Trafugati e recuperati: l’Italia restituisce al Pakistan sette preziosi reperti archeologici del Gandhara. Sette opere d’arte trafugate illegalmente da siti archeologici pakistani sono state restituite ufficialmente al Pakistan nel corso di una cerimonia che si è tenuta presso il Nucleo di Polizia Economico-Finanziaria della Guardia di Finanza di Milano. A riceverle, il Console Generale della Repubblica Islamica del Pakistan, Aqsa Nawaz, accompagnata da una delegazione del consolato e da rappresentanti del Nucleo Carabinieri Tutela Patrimonio Culturale di Monza.

I manufatti, di straordinario valore culturale e storico, appartengono alla tradizione buddhista della regione del Gandhara, nell’area nord-occidentale del Pakistan, nota per essere stata uno dei più importanti centri dell’arte greco-buddhista tra il I e il V secolo. Le opere erano state illegittimamente sottratte dal loro contesto originario e introdotte nel circuito del collezionismo internazionale, fino a finire nella disponibilità di un gallerista milanese.

Il recupero è il risultato di un’attività investigativa complessa, scaturita da un controllo antiriciclaggio condotto dai militari della Guardia di Finanza nei confronti di una galleria d’arte di Milano. Durante l’ispezione presso l’abitazione del titolare — contestualmente a verifiche di carattere fiscale — i Finanzieri del Nucleo di Polizia Economico-Finanziaria di Milano hanno rinvenuto numerose opere d’arte, tra cui i sette reperti poi riconosciuti come parte del patrimonio archeologico pakistano.

In quella sede, sono emerse gravi anomalie documentali, in quanto per molte opere non era possibile ricostruire in modo trasparente né la provenienza né la legittima detenzione. Questo ha innescato una più ampia indagine coordinata dalla Procura della Repubblica di Milano, che ha coinvolto anche le Soprintendenze Archeologia, Belle Arti e Paesaggio di Milano, Cremona, Lodi e Mantova.

A seguito di analisi tecniche e storiche, le Soprintendenze hanno classificato 33 opere come beni di “interesse nazionale”, ponendo su di esse vincoli che ne impediscono l’esportazione o la vendita a soggetti stranieri, e attivando i procedimenti di notifica previsti dalla legge.

Parallelamente, il caso è stato preso in carico anche dal Nucleo Carabinieri Tutela Patrimonio Culturale di Monza, competente per la tutela del patrimonio archeologico nazionale e internazionale. I Carabinieri hanno svolto ulteriori accertamenti tecnici, avvalendosi anche della banca dati “Leonardo”, uno strumento digitale specializzato nella catalogazione di opere rubate, gestito dallo stesso comando del TPC.

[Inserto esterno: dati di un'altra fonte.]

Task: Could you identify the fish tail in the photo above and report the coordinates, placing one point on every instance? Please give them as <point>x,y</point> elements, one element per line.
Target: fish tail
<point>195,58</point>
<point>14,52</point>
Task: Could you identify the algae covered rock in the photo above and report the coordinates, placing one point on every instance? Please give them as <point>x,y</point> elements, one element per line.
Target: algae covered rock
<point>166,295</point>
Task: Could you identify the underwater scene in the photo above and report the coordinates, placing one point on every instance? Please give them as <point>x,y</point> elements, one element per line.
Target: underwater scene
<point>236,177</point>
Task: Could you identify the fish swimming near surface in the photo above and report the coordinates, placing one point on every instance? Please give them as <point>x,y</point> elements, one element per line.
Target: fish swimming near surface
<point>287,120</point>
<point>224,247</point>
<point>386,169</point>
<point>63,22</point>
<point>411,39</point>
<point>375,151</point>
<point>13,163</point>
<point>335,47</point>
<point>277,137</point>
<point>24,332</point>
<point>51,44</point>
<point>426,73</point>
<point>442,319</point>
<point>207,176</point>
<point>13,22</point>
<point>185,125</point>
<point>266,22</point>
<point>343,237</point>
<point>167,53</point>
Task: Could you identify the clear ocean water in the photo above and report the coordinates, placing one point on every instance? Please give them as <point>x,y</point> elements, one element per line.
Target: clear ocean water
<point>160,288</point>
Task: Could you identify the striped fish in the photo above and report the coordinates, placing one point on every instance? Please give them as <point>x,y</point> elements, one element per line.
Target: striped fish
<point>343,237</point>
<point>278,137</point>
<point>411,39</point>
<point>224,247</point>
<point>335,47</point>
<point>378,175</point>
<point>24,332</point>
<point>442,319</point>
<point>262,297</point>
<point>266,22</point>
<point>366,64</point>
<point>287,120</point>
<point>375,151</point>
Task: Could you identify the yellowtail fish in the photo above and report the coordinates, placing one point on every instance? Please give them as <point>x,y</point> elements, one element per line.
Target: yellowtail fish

Una volta confermata l’origine pakistana dei sette reperti gandharici, è stata informata la rappresentanza diplomatica del Pakistan, affinché potesse attivare le procedure ufficiali per la rivendicazione e la restituzione delle opere.

Oltre all’aspetto culturale e investigativo, le indagini hanno aperto un fronte parallelo sul piano economico-finanziario. Il titolare della galleria risulta infatti aver accumulato un debito nei confronti del Fisco italiano superiore ai 400.000 euro, con evidenti discrepanze tra il profilo reddituale dichiarato e il valore del patrimonio artistico detenuto.

Le autorità precisano che il procedimento penale è ancora nella fase delle indagini preliminari, e che la responsabilità degli indagati potrà essere eventualmente accertata solo con una sentenza irrevocabile di condanna.

La riconsegna ufficiale dei beni culturali, autorizzata dall’autorità giudiziaria italiana, si è tenuta nei giorni scorsi presso la caserma di Via Fabio Filzi, alla presenza della console Aqsa Nawaz e degli ufficiali della Guardia di Finanza. Un gesto simbolico ma anche profondamente politico, che riafferma l’impegno congiunto di Italia e Pakistan contro il traffico illecito di beni culturali, una piaga globale che depreda la memoria dei popoli e arricchisce circuiti criminali transnazionali.

“Il valore di questi reperti non è soltanto economico — spiegano fonti investigative — ma storico e identitario. Restituirli significa ristabilire un equilibrio violato e riaffermare il principio che l’arte non è merce, ma memoria collettiva.”